Michael Zetterer sollte eher nicht Teil des Umbruchs sein. Für Torhüter mit seinen Qualitäten im Spielaufbau gibt es immer einen Markt, in Leverkusen zeigte er auch seine grundsätzlichen Qualitäten. Er hilft der Mannschaft als Anspielstation und Eröffnungsspieler mehr, als seine drei Fehler in der bisherigen Saison geschadet haben. Was bei Zetterer oft nicht bedacht wird: Er spielt erst seine erste komplette Saison. Vergangene Saison kam er am achten Spieltag für Jiri Pavlenka zwischen die Pfosten – er verdrängte ihn durch Leistung. Dass Torhüter in ihren ersten beiden Jahren Fehler machen, ist normal. Bei Welttorhüter Manuel Neuer waren es einst so viele, dass die Boulevardmedien brüllten: „Manuel Teuer – kostet dieser Torhüter Schalke die Meisterschaft?“
Pavlenka machte mehr Fehler
Verglichen damit sind Zetterers Patzer nach zwei Ecken und bei einem Fernschuss nicht dramatisch. Kurios ist, dass Pavlenka viel mehr schlechte Szenen hatte, mit dem Ball am Fuß, aber trotzdem in Bremen ein höheres Standing genießen durfte. Dabei schaffte es Pavlenka viele Jahre in keine Rangliste des Fachmagazins Kicker, es gab auch nie ein Angebot anderer Vereine für ihn – obwohl Werder ihn gerne verkauft hätte und auch er Bremen eher als Sprungbrett sah.

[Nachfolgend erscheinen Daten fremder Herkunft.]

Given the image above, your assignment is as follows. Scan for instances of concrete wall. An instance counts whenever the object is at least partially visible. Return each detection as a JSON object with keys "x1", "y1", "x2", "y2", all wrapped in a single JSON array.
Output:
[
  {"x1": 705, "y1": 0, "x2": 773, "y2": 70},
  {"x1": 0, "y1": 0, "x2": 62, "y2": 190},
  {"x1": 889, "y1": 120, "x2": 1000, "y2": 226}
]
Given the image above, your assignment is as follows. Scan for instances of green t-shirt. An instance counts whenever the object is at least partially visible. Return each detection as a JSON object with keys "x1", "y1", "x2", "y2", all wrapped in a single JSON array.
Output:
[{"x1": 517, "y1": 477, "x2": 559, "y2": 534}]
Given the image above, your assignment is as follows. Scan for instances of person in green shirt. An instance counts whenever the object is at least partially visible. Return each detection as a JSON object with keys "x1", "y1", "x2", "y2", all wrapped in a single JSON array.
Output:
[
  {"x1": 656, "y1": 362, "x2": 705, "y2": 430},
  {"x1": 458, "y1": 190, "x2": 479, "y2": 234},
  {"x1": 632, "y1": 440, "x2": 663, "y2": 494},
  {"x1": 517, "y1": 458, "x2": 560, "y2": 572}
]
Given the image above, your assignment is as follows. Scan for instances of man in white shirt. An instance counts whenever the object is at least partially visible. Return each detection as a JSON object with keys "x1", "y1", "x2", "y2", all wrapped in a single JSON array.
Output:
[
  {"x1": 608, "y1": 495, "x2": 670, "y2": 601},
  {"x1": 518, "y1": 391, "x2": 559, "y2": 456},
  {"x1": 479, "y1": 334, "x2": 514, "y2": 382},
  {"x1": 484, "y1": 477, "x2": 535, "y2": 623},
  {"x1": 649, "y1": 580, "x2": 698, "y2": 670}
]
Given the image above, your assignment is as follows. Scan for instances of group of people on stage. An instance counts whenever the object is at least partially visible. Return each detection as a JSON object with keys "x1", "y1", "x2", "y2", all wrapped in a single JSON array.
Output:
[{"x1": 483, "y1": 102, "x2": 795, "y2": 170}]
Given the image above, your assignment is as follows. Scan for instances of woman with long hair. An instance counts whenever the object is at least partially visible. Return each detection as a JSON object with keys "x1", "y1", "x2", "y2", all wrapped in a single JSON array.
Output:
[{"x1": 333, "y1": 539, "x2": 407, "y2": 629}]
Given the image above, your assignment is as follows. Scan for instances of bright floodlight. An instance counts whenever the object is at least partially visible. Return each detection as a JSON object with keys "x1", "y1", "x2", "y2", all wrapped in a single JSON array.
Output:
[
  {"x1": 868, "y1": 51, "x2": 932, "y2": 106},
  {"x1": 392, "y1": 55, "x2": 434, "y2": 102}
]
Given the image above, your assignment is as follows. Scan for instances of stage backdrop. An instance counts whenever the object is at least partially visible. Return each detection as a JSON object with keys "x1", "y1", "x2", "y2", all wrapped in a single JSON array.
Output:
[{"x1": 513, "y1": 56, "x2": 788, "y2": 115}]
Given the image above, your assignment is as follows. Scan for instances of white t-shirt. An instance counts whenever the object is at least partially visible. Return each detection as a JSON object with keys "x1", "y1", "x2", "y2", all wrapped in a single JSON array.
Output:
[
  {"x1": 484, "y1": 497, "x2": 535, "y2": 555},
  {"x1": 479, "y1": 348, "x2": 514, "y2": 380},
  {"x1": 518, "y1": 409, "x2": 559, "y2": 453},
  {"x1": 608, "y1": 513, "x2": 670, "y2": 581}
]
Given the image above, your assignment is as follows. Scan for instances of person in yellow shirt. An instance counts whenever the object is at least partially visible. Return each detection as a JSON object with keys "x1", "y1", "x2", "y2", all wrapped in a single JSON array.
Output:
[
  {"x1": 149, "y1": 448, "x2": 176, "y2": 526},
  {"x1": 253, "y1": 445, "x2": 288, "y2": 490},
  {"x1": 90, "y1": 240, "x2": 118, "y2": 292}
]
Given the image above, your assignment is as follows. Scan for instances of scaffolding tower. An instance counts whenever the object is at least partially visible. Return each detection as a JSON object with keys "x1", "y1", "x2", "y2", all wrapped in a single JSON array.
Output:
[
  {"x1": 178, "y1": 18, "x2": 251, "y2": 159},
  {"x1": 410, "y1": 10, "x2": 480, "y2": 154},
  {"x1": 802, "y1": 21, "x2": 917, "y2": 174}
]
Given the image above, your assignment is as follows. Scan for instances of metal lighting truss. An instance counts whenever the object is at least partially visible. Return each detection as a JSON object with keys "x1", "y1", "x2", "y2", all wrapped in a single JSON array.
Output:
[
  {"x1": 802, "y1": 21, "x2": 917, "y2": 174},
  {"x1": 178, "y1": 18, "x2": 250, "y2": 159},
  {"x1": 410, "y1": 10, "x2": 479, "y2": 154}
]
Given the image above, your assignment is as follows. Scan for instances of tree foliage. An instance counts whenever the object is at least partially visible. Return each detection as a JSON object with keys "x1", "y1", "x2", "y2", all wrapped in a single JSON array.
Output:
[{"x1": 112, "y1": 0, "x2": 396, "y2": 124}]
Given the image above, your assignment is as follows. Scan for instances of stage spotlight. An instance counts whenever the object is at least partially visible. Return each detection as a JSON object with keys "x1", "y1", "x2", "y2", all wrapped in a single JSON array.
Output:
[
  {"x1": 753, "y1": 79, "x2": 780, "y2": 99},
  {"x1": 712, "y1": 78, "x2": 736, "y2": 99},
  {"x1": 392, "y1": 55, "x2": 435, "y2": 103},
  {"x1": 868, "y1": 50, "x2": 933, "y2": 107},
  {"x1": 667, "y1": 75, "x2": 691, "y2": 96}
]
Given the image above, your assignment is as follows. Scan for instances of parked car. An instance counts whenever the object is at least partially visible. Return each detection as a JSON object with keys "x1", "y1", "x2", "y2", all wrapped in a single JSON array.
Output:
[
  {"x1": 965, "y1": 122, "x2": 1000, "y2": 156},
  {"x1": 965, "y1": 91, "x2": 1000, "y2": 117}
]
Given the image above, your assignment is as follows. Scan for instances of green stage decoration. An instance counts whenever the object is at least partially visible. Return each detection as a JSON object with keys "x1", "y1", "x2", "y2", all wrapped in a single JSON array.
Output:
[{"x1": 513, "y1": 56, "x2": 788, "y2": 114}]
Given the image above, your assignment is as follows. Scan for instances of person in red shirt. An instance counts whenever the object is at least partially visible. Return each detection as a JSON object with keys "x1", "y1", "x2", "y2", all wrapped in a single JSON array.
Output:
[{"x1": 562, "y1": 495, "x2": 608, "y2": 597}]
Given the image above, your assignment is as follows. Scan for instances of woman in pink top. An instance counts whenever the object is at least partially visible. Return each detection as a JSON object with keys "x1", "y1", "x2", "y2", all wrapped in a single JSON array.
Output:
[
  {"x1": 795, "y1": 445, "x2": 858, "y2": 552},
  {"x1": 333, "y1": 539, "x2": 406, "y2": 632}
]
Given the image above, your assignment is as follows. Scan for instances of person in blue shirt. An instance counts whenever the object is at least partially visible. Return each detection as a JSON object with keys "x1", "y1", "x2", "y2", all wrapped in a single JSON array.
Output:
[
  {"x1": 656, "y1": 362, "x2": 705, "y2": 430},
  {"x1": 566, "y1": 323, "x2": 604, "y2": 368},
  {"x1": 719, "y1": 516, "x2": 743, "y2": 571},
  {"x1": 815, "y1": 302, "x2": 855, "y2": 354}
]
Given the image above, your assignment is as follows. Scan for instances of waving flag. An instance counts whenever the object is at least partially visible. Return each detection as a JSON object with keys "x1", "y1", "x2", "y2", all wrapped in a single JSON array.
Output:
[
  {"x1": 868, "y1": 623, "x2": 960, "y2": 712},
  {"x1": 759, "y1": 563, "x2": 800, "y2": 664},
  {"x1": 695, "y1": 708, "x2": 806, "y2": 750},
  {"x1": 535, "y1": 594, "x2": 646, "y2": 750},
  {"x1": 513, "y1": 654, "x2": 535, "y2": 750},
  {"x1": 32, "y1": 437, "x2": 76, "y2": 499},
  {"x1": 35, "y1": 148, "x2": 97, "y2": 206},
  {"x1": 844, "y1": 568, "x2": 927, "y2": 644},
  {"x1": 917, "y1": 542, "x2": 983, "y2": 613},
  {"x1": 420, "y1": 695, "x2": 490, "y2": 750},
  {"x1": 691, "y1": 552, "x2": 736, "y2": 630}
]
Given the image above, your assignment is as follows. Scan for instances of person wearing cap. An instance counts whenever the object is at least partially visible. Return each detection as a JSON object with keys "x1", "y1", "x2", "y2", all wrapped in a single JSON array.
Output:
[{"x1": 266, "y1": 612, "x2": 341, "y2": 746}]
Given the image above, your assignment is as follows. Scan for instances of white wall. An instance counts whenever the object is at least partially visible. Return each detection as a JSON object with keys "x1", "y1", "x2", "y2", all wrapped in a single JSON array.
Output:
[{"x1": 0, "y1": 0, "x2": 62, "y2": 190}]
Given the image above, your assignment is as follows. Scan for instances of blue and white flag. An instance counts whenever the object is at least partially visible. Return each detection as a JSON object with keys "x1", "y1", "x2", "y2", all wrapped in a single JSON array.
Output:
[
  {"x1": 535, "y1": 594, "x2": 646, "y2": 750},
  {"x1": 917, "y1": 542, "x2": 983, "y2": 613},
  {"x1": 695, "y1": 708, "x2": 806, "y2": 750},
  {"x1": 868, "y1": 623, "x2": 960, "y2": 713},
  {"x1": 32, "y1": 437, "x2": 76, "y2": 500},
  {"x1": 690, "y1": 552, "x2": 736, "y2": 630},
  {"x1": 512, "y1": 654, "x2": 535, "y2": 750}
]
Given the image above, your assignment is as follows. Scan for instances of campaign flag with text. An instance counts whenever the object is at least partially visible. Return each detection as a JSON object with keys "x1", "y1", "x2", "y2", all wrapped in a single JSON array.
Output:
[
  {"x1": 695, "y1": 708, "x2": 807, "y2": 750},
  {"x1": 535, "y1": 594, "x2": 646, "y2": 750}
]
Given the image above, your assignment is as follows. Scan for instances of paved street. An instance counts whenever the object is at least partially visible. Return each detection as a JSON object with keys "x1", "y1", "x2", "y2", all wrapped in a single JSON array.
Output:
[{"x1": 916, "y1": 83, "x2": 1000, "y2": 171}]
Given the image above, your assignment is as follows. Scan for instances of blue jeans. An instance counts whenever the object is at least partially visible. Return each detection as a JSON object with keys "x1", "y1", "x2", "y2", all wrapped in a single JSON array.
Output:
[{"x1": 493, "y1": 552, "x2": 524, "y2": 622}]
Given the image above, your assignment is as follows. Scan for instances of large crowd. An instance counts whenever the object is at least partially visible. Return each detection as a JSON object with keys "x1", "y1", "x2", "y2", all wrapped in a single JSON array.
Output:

Bei Zetterer ist das anders. Er ist mit Milos Veljkovic der dienstälteste Werderaner. Beide wurden 2015 vom damaligen Manager Thomas Eichin verpflichtet, so lange ist das her. Nach heiklen Verletzungen ist Zetterer nun da, wo er immer sein wollte: im Bremer Tor. Er lebt seinen Traum, er träumt nicht von einem anderen Leben. So richtig honoriert wird das vom Werder-Umfeld bisher nicht. Dass er wegen einer Erkältung gegen Wolfsburg nicht den Platz räumte, war nur logisch. Dieter Burdenski, Werders Rekordmann, betonte immer, dass er nie seinen Ersatzmann ins Tor gelassen hätte: „Auf keinen Fall! Der konnte ja auch Bälle halten. Dann wird der dreimal angeschossen und behält plötzlich meinen Platz.“ Nationaltorhüter Toni Schumacher spielte sogar lieber mit gebrochenen Fingern, statt seinen Rivalen spielen zu lassen. Er wurde genau dafür bewundert und gefeiert.